Among the abundance of literature on various aspects of Santa Fe Trail history, Mark Gardner's _Wagons for the Santa Fe Trade_ begins a new dialog about the development and variance of Trade-related wagon technology. The book documents advances in wagon building techniques as the Trade became more complex and sophisticated. The story of Santa Fe Trail wagon making is the story of the growth and changes in the development of wheeled vehicles designed for heavy-duty long range freighting. The Santa Fe Trade was a primary proving ground for freight wagon building and adaptability. This book grew out of a National Park Service report Gardner prepared on Santa Fe Trail wagons intended for use as a resource for the Santa Fe National Historic Trail project. This version is greatly expanded from the original. From the outset it will become obvious to readers how much painstaking work and time went into its production. During the course of his research he discovered a personal side to the story. His chapter "From Shop to Factory" allowed him to connect with the wagon building business through four generations of his own ancestors, some of whom had worked in the Missouri sawmill industry, and had probably cut lumber intended for the construction of the very freight wagons he now writes about. Gardner has a reputation in the profession for sifting through mounds of paper and microfilm, uncovering lost treasures of material. This reviewer has respectfully nicknamed him "The Mole" because of his research skills. His ability to dig and root through archive and manuscript collections and find the most obscure and previously unknown, yet meaningful bits of information has earned him a place among the great names in today's western historiography. With many books and articles to his credit, Mark Gardner is arguably one of the foremost authorities on the Santa Fe Trade. This latest effort guarantees Gardner's place as heir apparent to the title of Dean of Santa Fe Trail historians. _Wagons for the Santa Fe Trade_ is a detailed, yet coherent guide to nineteenth century freight vehicles. It is a highly beneficial research tool, as well as a pleasant recreational read.

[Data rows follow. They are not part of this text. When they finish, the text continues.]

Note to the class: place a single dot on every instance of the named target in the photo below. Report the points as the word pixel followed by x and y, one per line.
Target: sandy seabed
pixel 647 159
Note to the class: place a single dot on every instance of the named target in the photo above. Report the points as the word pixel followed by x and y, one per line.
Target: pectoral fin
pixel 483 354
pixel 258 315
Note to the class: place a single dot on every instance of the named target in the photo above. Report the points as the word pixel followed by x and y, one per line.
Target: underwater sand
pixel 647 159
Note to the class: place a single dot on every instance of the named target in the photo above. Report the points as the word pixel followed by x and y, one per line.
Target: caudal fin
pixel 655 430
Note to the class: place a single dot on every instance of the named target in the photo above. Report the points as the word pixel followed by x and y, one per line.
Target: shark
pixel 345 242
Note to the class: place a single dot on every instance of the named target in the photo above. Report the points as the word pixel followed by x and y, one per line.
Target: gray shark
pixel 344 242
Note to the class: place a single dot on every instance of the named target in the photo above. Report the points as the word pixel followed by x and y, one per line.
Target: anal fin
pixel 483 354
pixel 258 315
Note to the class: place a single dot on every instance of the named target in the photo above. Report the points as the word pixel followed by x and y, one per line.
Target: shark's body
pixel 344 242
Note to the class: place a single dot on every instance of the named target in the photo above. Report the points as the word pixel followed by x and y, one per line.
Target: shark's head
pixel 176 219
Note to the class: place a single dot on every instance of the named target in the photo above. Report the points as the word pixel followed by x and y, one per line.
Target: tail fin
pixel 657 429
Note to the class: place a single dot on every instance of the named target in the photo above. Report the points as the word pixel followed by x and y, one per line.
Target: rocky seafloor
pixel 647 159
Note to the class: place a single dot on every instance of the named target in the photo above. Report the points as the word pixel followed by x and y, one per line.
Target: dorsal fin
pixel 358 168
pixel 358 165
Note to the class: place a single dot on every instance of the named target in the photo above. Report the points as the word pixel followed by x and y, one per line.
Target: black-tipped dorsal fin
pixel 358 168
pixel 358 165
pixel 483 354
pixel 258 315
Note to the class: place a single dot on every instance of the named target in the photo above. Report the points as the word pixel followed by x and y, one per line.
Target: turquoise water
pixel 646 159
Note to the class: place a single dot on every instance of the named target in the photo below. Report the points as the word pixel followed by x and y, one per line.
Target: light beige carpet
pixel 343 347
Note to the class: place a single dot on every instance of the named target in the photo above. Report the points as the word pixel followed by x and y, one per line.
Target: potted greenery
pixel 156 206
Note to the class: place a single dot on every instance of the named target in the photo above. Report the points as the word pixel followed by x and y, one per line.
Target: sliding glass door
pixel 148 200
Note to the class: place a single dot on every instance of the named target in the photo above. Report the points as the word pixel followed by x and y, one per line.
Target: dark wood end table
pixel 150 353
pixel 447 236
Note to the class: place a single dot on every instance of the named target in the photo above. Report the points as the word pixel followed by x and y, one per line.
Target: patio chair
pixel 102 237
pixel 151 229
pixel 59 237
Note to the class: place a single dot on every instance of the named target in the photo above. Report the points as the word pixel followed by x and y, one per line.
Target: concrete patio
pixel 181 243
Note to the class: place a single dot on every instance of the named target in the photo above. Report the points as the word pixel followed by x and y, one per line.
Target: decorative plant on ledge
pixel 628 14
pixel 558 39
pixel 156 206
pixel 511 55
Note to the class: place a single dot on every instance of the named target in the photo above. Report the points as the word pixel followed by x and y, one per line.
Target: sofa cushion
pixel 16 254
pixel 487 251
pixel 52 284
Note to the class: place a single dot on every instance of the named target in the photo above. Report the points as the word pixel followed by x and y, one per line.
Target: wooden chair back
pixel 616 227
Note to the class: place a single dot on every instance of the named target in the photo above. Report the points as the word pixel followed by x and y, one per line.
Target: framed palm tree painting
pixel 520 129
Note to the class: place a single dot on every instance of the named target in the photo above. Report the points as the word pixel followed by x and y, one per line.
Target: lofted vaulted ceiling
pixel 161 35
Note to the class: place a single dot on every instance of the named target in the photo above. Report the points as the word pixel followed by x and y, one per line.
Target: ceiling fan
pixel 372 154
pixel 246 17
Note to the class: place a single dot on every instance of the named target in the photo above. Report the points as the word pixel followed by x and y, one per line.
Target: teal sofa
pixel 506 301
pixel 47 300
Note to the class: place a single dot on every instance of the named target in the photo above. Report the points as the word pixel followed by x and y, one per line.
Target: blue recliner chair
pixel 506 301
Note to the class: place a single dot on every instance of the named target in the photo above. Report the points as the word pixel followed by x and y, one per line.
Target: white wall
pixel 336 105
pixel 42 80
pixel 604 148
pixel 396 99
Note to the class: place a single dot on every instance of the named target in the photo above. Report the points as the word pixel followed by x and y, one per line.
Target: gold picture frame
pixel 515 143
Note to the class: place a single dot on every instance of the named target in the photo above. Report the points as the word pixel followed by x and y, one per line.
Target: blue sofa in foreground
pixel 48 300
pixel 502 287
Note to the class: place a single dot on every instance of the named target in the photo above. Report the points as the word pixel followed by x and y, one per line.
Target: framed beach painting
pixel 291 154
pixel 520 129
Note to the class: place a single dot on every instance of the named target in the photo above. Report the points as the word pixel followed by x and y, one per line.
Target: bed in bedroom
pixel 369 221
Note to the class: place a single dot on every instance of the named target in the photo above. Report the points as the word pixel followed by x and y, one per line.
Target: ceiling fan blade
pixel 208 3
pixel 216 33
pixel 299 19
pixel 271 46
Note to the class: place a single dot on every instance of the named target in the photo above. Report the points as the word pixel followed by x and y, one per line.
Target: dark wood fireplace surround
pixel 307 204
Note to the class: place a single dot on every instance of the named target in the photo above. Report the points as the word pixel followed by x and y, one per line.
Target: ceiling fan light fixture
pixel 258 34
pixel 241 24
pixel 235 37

Henry B. Crawford, Museum of Texas Tech University, Lubbock, TX
Perhaps the trade in wagons on the Santa Fe Trail is best summarized in one breathtaking quote from a newspaper in 1841:
"Six horse wagons are constructed in Pittsburg, loaded with assorted goods from New York and Philadelphia, transported to Independence in Missouri, and there driven across the country to Mexico . . ."
The great wagons of trade were the means by which the Far West was opened. Mark L. Gardner's "Wagons for the Santa Fe Trade," tells who built these wagons, how they were built and the changes in design as the years passed. Perhaps what comes through most clearly is that the great freight wagons were complex pieces of technology, best constructed by a factory system, not unlike how automobiles are assembled today. By means of these wagons, the South West was brought into contact with the United States, and, eventually, absorbed into the Union. An important and vital chapter of American history well told and well documented.
The final chapter deals with the adventure of the Wind Wagon. In these days of high gas prices it is charming to consider that an attempt was made to avoid high mule prices. A sailed wagon was actually patented (the patent drawings are in the book) and launched. Sometimes the stuff of legend is the truth.